According to the base-line algorithm, the BGS of a 192-beam-line laser driver is arranged. Figure 11 shows the right and bottom parts of the target area, whereas the whole BGS is plotted in Figure 12.

Figure 11. The calculated arrangement of the BGS in the right and bottom parts of the target area.

Figure 12. The whole BGS of a 192-beam-line laser driver.

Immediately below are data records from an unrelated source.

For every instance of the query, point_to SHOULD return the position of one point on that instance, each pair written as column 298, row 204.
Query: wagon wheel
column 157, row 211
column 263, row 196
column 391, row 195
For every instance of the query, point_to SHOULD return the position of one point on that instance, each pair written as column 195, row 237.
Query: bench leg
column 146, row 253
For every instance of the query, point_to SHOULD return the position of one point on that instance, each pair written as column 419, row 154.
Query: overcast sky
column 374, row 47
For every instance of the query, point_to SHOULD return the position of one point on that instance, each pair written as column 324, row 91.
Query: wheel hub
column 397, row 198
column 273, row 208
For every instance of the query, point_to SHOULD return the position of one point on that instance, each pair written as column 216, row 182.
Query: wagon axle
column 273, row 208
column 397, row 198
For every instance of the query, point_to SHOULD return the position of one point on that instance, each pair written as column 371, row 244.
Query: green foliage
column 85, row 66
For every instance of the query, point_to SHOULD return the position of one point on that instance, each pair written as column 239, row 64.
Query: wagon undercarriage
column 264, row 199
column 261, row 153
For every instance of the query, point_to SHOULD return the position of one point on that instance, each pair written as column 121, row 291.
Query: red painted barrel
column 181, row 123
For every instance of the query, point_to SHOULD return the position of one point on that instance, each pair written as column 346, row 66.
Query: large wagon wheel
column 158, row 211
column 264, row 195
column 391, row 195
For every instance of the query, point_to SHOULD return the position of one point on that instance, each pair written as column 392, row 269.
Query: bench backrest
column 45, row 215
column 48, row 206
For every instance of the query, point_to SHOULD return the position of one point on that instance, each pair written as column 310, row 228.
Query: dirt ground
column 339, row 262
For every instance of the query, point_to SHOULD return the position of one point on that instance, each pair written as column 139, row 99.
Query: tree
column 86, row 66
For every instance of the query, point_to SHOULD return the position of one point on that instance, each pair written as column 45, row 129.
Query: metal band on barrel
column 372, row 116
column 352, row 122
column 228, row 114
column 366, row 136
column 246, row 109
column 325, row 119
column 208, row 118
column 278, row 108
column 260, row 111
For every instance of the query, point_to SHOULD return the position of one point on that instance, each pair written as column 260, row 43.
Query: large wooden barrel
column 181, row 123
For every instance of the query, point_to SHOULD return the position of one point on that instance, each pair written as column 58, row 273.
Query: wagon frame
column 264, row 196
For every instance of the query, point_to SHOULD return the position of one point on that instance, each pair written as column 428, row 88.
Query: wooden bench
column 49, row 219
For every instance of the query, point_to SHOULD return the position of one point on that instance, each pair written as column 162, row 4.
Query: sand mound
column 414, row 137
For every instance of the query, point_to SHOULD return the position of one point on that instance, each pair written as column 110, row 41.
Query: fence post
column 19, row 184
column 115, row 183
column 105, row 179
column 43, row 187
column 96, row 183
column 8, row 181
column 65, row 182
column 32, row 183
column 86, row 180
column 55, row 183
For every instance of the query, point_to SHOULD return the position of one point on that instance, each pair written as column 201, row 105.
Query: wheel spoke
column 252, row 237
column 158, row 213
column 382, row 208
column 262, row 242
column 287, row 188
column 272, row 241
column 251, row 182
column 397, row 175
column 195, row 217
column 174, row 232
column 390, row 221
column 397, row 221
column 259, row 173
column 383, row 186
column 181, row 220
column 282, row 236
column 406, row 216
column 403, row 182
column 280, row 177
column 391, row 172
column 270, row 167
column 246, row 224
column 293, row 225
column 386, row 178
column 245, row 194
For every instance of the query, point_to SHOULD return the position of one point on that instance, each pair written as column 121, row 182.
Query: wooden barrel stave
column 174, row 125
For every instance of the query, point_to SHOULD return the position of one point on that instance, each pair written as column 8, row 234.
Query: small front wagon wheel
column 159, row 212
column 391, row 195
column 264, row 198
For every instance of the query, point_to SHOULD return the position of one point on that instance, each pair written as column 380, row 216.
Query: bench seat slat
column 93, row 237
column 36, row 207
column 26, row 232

Comparing the calculated BGS arrangement with the NIF BGS, the calculated LPL varies from 57.2 to 63.6 m, which is considerably shorter than that of NIF, which varies from 69.7 to 81.7 m^{[Reference Miller, English, Korniski and Rodgers10]}. Considering the radiation shielding that is built in the target area, as shown in Figure 13, the first two mirrors in each beam line must be outside, causing a longer LPL at NIF. Besides the LPL, the BGS arranged through the base-line algorithm is very similar to the real NIF BGS. The base-line algorithm provides the possibility of avoiding heavy calculations of the corresponding relations. Thus, the arrangement of the BGS of a laser driver is simple and efficient.